"Taming Tibet: Landscape Transformation and the Gift of Chinese Development" By Emily T Yeh

Taming Tibet Emily Yeh
Buy the book on Amazon here: http://amzn.to/18XxJ2I

Published in November 2013 by Cornell University Press, “Taming Tibet: Landscape Transformation and the Gift of Chinese Development” is a study  by scholar Emily T. Yeh which examines how Chinese development projects in Tibet served to consolidate state space and power.
Yeh draws on sixteen months of ethnographic fieldwork between 2000 and 2009 with a focus on Lhasa. From the book’s description:

The master narrative of the PRC stresses generosity: the state and Han migrants selflessly provide development to the supposedly backward Tibetans, raising the living standards of the Han’s “little brothers.” Arguing that development is in this context a form of “indebtedness engineering,” Yeh depicts development as a hegemonic project that simultaneously recruits Tibetans to participate in their own marginalization while entrapping them in gratitude to the Chinese state. The resulting transformations of the material landscape advance the project of state territorialization. Exploring the complexity of the Tibetan response to–and negotiations with–development, Taming Tibet focuses on three key aspects of China’s modernization: agrarian change, Chinese migration, and urbanization.
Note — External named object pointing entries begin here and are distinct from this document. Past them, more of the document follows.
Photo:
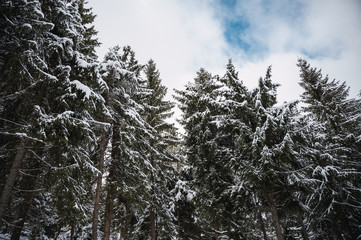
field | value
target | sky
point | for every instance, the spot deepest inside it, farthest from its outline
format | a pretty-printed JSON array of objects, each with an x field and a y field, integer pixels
[{"x": 182, "y": 36}]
Yeh presents a wealth of ethnographic data and suggests fresh approaches that illuminate the Tibet Question.

Buy the book on Amazon here: http://amzn.to/18XxJ2I

2 Comments

  1. Dr. Emily Yeh currently serves as a professor of geography at the University of Colorado. In Taming Tibet 2013, she provides a critical analysis of China’s development approaches toward Tibet from 1950s to 2009, with a heavier focus on her field-research findings from 2000-2001. Using a combination of local narratives and on-site observation, her ethnography illustrates the contestation of power, control, violence and landscape reformation in Tibet.
    The title word, taming, is well used in this circumstance. In Tibetan Buddhism, it is believed that Tibet lies on a gargantuan supine demons and it must be tamed. Yeh adapts this word to argue that China’s three stages of development initiatives in the 1950s, 1980s and 1990s were progressions to “tame” Tibet through spatial, economic and political control, yet China justified it as a “pure gift.”
    In Taming Tibet, Emily Yeh’s examines how Chinese development projects in Tibet served to consolidate state space and power. Unlike most Western, Chinese or Tibetan writings, Yeh distanced herself from religion, therefore bypassing the dominating writing about Tibetan culture in relations to Buddhism. In contrast to the prevalent writing on the development in Tibet, which focuses heavily on quantitative or qualitative analysis, Yeh incorporates multiple accounts of personal narratives as evidence in her ethnography. Perhaps it is her intention to provide an ethnographic account representing the voices of the less heard. However, I find this insufficient to balance the overwhelming amount of personal narratives she incorporated, which is another deficiency. Although story-telling from her observation creates powerful images of the intensive dynamic between power, control and fear, her writing is simply overly descriptive, adopting multiple narratives in demonstrating the same arguments. The repetitive quotations from her informants are often lack of basic evidence and credibility. Comparable to many Western scholars, it is noticeable that Yeh positions herself with the Tibetans. She avoided directly accusing the CCP of the brutality but uses narratives of Tibetans to reflect it. Nonetheless, she failed to balance the positive impact Chinese development had on Tibet in a critical manner. Nevertheless, Yeh’s ethnographic work provides valuable insights in understanding China’s development approaches toward Tibet and it also amplifies the voices of ethnic Tibetan in China.